An old Tynecastle attendance book from the days when crowds were noted and stored in basic hand-written form.
This one has been stored in the club archives for decades and contains details of a number of impressive attendances. The one which stands out most is the 53,396 people who watched a match against Rangers in February 1932.
The game brought in 2170 old pounds and ten shillings in gate money, which would have given the Hearts board a considerable boost at the time. You can see hand-written amounts of cash throughout the book as a record of monies collected.
Back in those days, football’s popularity was growing across the world but nowhere was it more evident than in Britain. Scottish grounds occasionally hosted six-figure attendances for big matches, such as cup finals and Scotland’s international matches against England.
Hearts’ crowds were more modest than that but attracting more than 50,000 people to Tynecastle for any match was still a significant achievement.
Other than the main stand, Tynecastle was an all-standing venue back then which made it much easier to cope with larger numbers.

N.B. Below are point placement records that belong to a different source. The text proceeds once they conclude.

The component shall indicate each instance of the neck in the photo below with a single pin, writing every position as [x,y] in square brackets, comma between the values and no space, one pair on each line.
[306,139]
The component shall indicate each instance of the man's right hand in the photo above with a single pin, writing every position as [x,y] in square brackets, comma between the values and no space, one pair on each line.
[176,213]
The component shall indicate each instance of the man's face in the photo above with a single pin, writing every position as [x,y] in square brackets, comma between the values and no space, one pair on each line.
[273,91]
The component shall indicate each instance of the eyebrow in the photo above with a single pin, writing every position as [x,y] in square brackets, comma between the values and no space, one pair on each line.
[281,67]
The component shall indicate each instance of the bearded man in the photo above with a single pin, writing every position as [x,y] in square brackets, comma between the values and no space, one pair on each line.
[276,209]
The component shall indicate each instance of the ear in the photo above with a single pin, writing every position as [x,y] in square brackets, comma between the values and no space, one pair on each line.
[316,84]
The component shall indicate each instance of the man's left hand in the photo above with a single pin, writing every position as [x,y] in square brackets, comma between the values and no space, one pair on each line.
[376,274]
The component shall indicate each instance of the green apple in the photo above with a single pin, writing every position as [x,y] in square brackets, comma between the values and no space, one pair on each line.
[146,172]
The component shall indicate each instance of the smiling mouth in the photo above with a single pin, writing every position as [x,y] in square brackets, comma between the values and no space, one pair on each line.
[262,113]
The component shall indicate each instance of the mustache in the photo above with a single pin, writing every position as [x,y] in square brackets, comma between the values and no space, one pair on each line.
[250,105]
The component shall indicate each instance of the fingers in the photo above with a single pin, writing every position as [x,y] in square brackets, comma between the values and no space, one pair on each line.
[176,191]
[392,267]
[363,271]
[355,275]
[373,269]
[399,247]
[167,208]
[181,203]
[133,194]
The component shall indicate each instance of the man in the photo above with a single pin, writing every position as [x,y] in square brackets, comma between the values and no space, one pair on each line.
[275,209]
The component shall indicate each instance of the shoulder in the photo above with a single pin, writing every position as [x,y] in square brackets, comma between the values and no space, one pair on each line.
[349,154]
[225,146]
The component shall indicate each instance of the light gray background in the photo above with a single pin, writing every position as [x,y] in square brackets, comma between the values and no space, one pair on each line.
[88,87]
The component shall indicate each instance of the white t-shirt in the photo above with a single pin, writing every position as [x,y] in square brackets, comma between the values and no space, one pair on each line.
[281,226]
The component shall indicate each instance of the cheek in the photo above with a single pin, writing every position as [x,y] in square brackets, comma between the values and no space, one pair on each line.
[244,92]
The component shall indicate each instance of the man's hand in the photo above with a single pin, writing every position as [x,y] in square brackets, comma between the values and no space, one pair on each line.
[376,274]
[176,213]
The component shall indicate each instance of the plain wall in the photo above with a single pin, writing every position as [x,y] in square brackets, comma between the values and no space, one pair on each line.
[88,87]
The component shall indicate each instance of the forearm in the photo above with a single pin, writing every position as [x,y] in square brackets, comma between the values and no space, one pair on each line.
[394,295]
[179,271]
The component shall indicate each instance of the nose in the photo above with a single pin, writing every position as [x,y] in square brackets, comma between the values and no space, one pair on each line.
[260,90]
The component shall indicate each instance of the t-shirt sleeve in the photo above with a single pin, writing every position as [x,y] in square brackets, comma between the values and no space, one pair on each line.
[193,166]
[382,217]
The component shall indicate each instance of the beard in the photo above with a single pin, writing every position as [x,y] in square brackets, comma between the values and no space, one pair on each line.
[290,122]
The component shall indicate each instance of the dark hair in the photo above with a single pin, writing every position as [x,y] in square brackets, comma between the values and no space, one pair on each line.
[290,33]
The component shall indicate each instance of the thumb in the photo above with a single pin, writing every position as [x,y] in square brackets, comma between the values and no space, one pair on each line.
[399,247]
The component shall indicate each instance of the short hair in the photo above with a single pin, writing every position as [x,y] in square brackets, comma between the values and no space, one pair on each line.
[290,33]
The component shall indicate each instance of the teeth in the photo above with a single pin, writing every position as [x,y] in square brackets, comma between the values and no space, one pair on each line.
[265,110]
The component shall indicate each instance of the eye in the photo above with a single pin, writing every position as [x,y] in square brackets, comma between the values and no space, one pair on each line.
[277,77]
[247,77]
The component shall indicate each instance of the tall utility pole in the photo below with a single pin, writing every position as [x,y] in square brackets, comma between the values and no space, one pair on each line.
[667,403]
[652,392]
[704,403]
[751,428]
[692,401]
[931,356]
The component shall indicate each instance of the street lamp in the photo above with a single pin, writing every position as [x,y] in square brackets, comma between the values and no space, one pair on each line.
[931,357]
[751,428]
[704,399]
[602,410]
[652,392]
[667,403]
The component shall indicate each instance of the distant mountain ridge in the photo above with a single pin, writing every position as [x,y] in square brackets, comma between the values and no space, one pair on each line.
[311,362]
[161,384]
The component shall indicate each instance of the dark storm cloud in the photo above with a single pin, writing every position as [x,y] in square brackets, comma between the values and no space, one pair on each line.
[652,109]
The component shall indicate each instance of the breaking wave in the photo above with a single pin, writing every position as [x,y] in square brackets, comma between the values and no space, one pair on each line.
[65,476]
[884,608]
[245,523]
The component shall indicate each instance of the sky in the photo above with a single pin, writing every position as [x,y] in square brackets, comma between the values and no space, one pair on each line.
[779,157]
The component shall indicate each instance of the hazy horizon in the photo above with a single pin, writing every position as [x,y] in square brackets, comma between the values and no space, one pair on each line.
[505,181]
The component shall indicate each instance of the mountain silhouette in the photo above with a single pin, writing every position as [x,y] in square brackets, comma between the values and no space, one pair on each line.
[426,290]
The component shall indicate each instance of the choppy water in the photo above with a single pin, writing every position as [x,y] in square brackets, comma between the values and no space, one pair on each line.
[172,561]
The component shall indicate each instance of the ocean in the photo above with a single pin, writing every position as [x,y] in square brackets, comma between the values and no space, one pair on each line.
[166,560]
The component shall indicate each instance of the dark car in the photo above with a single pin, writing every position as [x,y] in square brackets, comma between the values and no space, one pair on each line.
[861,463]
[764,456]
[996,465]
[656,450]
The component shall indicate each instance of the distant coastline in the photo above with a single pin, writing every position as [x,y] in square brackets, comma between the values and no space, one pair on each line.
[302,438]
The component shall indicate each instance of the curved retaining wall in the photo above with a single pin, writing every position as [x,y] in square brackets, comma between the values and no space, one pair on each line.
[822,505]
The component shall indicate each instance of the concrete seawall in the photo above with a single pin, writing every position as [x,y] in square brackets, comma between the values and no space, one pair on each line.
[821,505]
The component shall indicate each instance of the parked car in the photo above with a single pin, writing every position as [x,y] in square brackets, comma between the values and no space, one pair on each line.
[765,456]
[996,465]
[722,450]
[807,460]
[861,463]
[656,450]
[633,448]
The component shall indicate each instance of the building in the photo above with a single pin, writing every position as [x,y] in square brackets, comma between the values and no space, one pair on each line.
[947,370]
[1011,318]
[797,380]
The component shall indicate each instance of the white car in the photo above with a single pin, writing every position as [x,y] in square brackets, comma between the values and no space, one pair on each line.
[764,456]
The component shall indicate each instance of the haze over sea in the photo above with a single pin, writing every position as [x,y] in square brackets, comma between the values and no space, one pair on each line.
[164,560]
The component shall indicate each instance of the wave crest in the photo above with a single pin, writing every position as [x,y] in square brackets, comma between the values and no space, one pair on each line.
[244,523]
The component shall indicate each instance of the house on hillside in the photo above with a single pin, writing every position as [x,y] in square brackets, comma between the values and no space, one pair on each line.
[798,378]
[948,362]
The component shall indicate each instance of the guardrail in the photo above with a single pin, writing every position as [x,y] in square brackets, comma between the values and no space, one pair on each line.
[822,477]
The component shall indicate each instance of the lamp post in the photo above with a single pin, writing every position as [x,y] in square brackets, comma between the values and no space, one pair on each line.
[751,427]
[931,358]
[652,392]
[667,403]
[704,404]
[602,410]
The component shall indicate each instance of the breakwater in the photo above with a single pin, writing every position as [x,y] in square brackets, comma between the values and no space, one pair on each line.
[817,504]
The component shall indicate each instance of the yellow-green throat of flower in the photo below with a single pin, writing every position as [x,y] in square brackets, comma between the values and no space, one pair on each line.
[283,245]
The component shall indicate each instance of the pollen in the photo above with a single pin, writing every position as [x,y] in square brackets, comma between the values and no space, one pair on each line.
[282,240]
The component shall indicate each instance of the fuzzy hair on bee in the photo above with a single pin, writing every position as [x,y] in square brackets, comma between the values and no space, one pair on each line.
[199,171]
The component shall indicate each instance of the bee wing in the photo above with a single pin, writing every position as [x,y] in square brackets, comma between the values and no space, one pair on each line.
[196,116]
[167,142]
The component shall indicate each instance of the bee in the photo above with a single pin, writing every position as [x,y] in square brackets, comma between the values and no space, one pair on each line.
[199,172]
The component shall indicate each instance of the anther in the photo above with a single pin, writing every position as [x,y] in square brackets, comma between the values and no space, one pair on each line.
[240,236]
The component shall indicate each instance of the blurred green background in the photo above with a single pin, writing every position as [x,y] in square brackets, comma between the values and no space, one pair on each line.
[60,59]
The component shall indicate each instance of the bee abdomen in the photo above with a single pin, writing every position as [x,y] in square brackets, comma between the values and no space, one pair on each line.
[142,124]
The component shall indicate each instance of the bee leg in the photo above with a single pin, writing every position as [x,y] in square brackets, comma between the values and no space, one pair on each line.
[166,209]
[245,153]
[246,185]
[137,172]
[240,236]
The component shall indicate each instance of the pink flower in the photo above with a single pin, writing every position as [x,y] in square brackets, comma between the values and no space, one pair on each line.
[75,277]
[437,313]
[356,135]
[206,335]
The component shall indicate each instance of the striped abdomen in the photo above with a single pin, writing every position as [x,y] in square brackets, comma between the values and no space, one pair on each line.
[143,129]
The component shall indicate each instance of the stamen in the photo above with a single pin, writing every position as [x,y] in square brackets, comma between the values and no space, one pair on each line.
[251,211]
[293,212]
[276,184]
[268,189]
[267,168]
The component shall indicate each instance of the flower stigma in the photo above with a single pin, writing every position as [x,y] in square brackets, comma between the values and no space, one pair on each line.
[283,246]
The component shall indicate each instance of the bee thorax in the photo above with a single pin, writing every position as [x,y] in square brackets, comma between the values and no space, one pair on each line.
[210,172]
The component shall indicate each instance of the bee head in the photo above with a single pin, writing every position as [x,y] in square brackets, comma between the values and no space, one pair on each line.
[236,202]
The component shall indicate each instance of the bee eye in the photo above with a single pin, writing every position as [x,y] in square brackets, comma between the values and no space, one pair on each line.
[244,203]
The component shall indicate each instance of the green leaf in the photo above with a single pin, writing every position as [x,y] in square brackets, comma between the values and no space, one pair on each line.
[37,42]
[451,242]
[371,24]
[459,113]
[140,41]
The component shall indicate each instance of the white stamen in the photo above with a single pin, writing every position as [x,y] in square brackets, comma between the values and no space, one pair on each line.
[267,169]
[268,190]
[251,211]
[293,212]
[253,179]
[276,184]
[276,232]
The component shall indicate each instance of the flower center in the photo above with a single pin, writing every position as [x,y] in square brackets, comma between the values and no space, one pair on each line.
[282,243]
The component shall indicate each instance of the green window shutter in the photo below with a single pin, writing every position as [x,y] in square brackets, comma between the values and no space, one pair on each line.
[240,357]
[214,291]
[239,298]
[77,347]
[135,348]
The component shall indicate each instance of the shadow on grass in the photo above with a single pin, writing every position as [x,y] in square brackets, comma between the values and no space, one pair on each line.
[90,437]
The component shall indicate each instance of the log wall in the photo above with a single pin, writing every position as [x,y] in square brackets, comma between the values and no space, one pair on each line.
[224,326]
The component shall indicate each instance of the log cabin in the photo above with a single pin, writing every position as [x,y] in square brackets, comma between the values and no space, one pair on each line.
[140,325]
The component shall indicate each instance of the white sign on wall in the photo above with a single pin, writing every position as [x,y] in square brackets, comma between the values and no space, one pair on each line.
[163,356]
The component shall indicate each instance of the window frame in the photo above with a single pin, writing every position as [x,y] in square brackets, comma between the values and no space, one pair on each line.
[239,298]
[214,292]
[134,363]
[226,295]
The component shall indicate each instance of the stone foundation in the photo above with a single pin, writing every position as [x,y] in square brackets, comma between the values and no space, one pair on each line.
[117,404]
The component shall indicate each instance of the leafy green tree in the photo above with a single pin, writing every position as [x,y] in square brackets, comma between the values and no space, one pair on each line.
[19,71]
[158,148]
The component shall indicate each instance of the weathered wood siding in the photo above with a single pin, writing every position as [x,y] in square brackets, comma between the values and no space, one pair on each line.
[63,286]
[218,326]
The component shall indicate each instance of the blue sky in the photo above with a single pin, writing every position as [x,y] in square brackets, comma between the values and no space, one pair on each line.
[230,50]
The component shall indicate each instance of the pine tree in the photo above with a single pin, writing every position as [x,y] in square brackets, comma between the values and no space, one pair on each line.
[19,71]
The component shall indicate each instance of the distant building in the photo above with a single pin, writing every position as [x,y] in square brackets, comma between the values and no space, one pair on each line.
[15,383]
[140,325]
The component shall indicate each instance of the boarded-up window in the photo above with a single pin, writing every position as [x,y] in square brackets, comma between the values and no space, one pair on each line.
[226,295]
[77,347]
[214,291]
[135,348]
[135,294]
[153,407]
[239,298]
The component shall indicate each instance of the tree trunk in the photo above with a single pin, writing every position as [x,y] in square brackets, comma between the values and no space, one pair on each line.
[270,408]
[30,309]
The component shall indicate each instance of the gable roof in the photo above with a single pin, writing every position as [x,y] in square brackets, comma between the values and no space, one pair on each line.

The introduction of strict health and safety regulations and the demand for all-seated stadia meant a gradual reduction in capacity down the years.
This was stuck at just more than 17,000 since the mid-1990s, however that figure will increase later this year when Hearts open their new main stand as part of the £12million redevelopment of Tynecastle Park. It will push capacity up beyond the 20,000 mark and finish the rebuilding of the ground.
No longer are crowds recorded manually. Nowadays, attendances are stored on computer and the majority of Hearts home matches are all-ticket affairs. That means money is processed centrally through the club’s ticket office.